Introduction

Executing notebooks can be very helpful in various situations, especially for long-running code execution (e.g., training a model) or parallelized execution (e.g., training a hundred models at the same time). It is also vital in data analysis automation in projects at regular intervals or involving more than one notebook. This blog post will introduce three commonly used ways of executing notebooks: Ploomber, Papermill, and NBClient.

Ploomber

01_Ploomber_logo

Ploomber is the complete solution for notebook execution. It builds on top of papermill and extends it to allow writing multi-stage workflows where each task is a notebook. Meanwhile, it automatically manages orchestration. Hence you can run notebooks in parallel without having to write extra code.

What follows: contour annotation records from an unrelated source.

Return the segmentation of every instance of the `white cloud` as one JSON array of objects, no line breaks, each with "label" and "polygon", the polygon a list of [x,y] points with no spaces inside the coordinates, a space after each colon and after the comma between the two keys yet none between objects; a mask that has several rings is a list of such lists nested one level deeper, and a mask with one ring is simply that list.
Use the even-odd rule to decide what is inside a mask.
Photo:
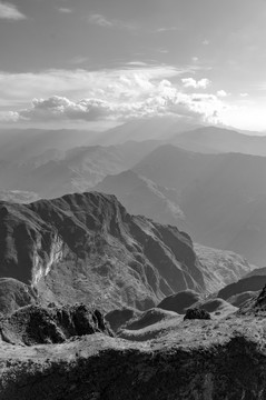
[{"label": "white cloud", "polygon": [[0,19],[23,20],[27,17],[21,13],[14,4],[0,1]]},{"label": "white cloud", "polygon": [[117,19],[108,19],[102,14],[91,14],[88,18],[89,23],[102,27],[102,28],[118,28],[118,29],[127,29],[135,30],[136,27],[132,23],[124,22]]},{"label": "white cloud", "polygon": [[177,27],[169,27],[169,28],[162,27],[162,28],[156,29],[156,32],[162,33],[162,32],[171,32],[171,31],[177,31],[177,30],[178,30]]},{"label": "white cloud", "polygon": [[229,93],[227,93],[225,90],[218,90],[217,93],[216,93],[218,97],[227,97],[229,96]]},{"label": "white cloud", "polygon": [[205,89],[209,84],[206,79],[194,80],[193,86],[188,84],[190,80],[185,81],[187,87],[183,89],[174,84],[171,79],[176,81],[183,73],[188,70],[138,62],[119,70],[0,73],[0,107],[10,104],[0,120],[120,122],[175,114],[195,122],[215,123],[225,103],[215,94],[190,92],[191,87]]},{"label": "white cloud", "polygon": [[203,44],[204,44],[204,46],[208,46],[208,44],[209,44],[209,40],[208,40],[208,39],[205,39],[205,40],[203,41]]},{"label": "white cloud", "polygon": [[66,7],[60,7],[60,8],[58,9],[58,11],[60,11],[60,12],[62,12],[62,13],[71,13],[71,12],[72,12],[71,9],[66,8]]},{"label": "white cloud", "polygon": [[98,24],[104,28],[111,28],[115,24],[114,21],[108,20],[106,17],[101,14],[91,14],[89,17],[89,22],[93,24]]},{"label": "white cloud", "polygon": [[210,84],[210,80],[207,78],[203,78],[196,81],[194,78],[184,78],[181,79],[185,88],[194,88],[194,89],[206,89]]}]

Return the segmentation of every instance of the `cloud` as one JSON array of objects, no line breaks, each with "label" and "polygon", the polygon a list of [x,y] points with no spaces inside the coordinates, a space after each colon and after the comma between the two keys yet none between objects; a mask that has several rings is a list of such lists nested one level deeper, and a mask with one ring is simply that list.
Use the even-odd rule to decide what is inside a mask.
[{"label": "cloud", "polygon": [[156,29],[156,32],[164,33],[164,32],[171,32],[171,31],[177,31],[177,30],[179,30],[177,27],[169,27],[169,28],[162,27],[162,28]]},{"label": "cloud", "polygon": [[19,21],[27,17],[21,13],[14,4],[0,1],[0,19]]},{"label": "cloud", "polygon": [[227,97],[229,93],[227,93],[225,90],[218,90],[216,93],[218,97]]},{"label": "cloud", "polygon": [[91,14],[88,19],[89,23],[102,27],[102,28],[118,28],[127,30],[136,30],[132,23],[127,23],[117,19],[108,19],[102,14]]},{"label": "cloud", "polygon": [[104,28],[111,28],[115,26],[114,21],[109,21],[106,17],[101,14],[92,14],[89,17],[89,22],[93,24],[98,24]]},{"label": "cloud", "polygon": [[226,107],[223,99],[215,94],[191,93],[191,87],[205,89],[207,79],[191,81],[187,78],[180,88],[176,78],[183,73],[188,70],[136,61],[117,70],[0,73],[0,107],[3,104],[7,109],[9,104],[9,110],[3,109],[0,113],[0,120],[20,123],[122,122],[177,116],[193,122],[215,123]]},{"label": "cloud", "polygon": [[206,89],[210,84],[210,80],[207,78],[196,81],[194,78],[184,78],[181,79],[185,88],[194,89]]},{"label": "cloud", "polygon": [[58,11],[60,11],[60,12],[62,12],[62,13],[71,13],[71,12],[72,12],[71,9],[65,8],[65,7],[60,7],[60,8],[58,9]]}]

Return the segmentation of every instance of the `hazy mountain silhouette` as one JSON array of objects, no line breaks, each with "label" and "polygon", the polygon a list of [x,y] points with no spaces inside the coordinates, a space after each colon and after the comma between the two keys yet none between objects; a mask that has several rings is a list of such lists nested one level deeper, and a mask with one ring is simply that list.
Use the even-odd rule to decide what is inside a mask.
[{"label": "hazy mountain silhouette", "polygon": [[35,192],[41,198],[81,192],[107,174],[132,167],[158,146],[156,141],[131,141],[117,147],[78,147],[60,156],[58,150],[46,150],[28,159],[21,156],[19,162],[16,157],[0,160],[0,186],[9,191]]},{"label": "hazy mountain silhouette", "polygon": [[195,241],[265,264],[266,158],[201,154],[167,144],[134,170],[178,191]]},{"label": "hazy mountain silhouette", "polygon": [[145,309],[181,289],[205,290],[189,237],[130,216],[115,197],[1,202],[0,220],[1,277],[33,284],[48,302]]},{"label": "hazy mountain silhouette", "polygon": [[244,134],[218,127],[201,127],[174,136],[170,143],[204,153],[240,152],[266,156],[266,137]]},{"label": "hazy mountain silhouette", "polygon": [[131,170],[107,176],[92,190],[115,194],[132,214],[141,214],[160,223],[186,229],[185,216],[175,190],[157,186]]}]

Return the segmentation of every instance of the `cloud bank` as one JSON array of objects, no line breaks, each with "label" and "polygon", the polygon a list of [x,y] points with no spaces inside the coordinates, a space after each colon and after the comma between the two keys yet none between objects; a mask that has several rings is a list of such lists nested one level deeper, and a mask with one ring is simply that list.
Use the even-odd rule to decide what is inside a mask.
[{"label": "cloud bank", "polygon": [[0,1],[0,19],[19,21],[27,17],[14,4]]},{"label": "cloud bank", "polygon": [[[179,78],[187,72],[167,66],[137,68],[134,62],[120,70],[53,70],[39,76],[21,74],[20,79],[0,73],[0,104],[12,103],[16,98],[22,106],[0,113],[0,120],[124,122],[177,116],[193,122],[216,123],[226,107],[223,99],[206,92],[191,93],[191,88],[206,89],[209,81]],[[26,92],[33,100],[26,101]]]}]

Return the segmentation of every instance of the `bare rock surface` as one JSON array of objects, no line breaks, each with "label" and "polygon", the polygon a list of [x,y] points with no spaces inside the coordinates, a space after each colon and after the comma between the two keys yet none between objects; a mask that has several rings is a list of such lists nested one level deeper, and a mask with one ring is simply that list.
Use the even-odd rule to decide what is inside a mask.
[{"label": "bare rock surface", "polygon": [[85,304],[27,306],[0,321],[2,341],[11,344],[62,343],[72,337],[112,332],[99,310]]},{"label": "bare rock surface", "polygon": [[266,396],[264,319],[180,321],[132,342],[92,334],[62,344],[0,346],[9,400],[215,399]]},{"label": "bare rock surface", "polygon": [[36,288],[42,304],[152,308],[184,289],[205,291],[188,234],[134,217],[114,196],[0,202],[0,277]]}]

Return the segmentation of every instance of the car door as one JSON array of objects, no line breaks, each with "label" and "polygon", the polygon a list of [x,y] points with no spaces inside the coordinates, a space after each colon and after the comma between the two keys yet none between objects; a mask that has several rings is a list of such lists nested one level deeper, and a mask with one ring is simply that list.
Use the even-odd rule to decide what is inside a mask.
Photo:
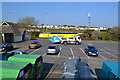
[{"label": "car door", "polygon": [[85,48],[85,53],[88,53],[88,47]]}]

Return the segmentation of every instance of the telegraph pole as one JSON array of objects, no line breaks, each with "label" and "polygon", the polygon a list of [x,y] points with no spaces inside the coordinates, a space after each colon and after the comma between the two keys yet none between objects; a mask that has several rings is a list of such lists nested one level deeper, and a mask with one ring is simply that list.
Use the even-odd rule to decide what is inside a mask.
[{"label": "telegraph pole", "polygon": [[8,12],[8,22],[10,21],[10,14],[11,12]]},{"label": "telegraph pole", "polygon": [[88,13],[88,29],[90,28],[90,13]]}]

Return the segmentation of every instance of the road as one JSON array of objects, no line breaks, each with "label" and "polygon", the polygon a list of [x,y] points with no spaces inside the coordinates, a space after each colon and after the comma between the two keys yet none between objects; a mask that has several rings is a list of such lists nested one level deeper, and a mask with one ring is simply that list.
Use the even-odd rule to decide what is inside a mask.
[{"label": "road", "polygon": [[[28,45],[32,41],[40,41],[42,47],[38,49],[29,49]],[[42,55],[44,62],[44,74],[43,78],[46,80],[49,78],[59,78],[61,75],[62,63],[66,58],[78,59],[82,62],[88,63],[93,72],[99,77],[100,70],[102,68],[103,61],[118,61],[118,42],[106,42],[106,41],[82,41],[81,45],[63,45],[55,44],[60,48],[58,55],[47,55],[46,49],[52,44],[48,39],[30,40],[20,43],[13,43],[16,50],[25,50],[31,55]],[[98,51],[99,56],[88,56],[84,52],[84,48],[87,45],[94,45]]]}]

Another feature of Ploomber is that you can use the percent format (supported by VSCode, PyCharm, etc.) and execute it as a notebook, to automatically capture the outputs like charts or tables in an output file.

02_Python_percent_format

Also, you can export the pipelines to airflow, Kubernetes, etc. Please refer to this documentation for more information on how to go from a notebook to a production pipeline.

Ploomber offers two interfaces for notebook execution: YAML and Python. The first one is the easiest to get started, and the second offers more flexibility for building more complex workflows. Furthermore, it provides a free cloud service to execute your notebooks in the cloud and parallelize experiments.

Execute Notebooks via Python API

Ploomber offers a Python API for executing notebooks. The following example will run first.ipynb, then second.ipynb and store the executed notebooks in out/first.ipynb and out/second.ipynb.

from pathlib import Path
from ploomber import DAG
from ploomber.tasks import NotebookRunner
from ploomber.products import File

dag = DAG()
first = NotebookRunner(Path('first.ipynb'), File('out/first.ipynb'), dag=dag)
second = NotebookRunner(Path('second.ipynb'), File('out/second.ipynb'), dag=dag)
first >> second

dag.build() 

Execute Notebooks via YAML API

Ploomber also offers a YAML API for executing notebooks:

tasks:
  - source: first.ipynb
    product: out/first.ipynb

  - source: second.ipynb
    product: out/second.ipynb

Then users call the following code to execute the notebook:

ploomber build

Papermill

03_Papermill_logo

Papermill’s main feature is to allow injecting parameters to a notebook. Therefore, you can use them as templates (e.g. run the same model training notebook with different parameters). However, it limits itself to providing a function to execute the notebook. Hence there is no way to manage concurrent executions.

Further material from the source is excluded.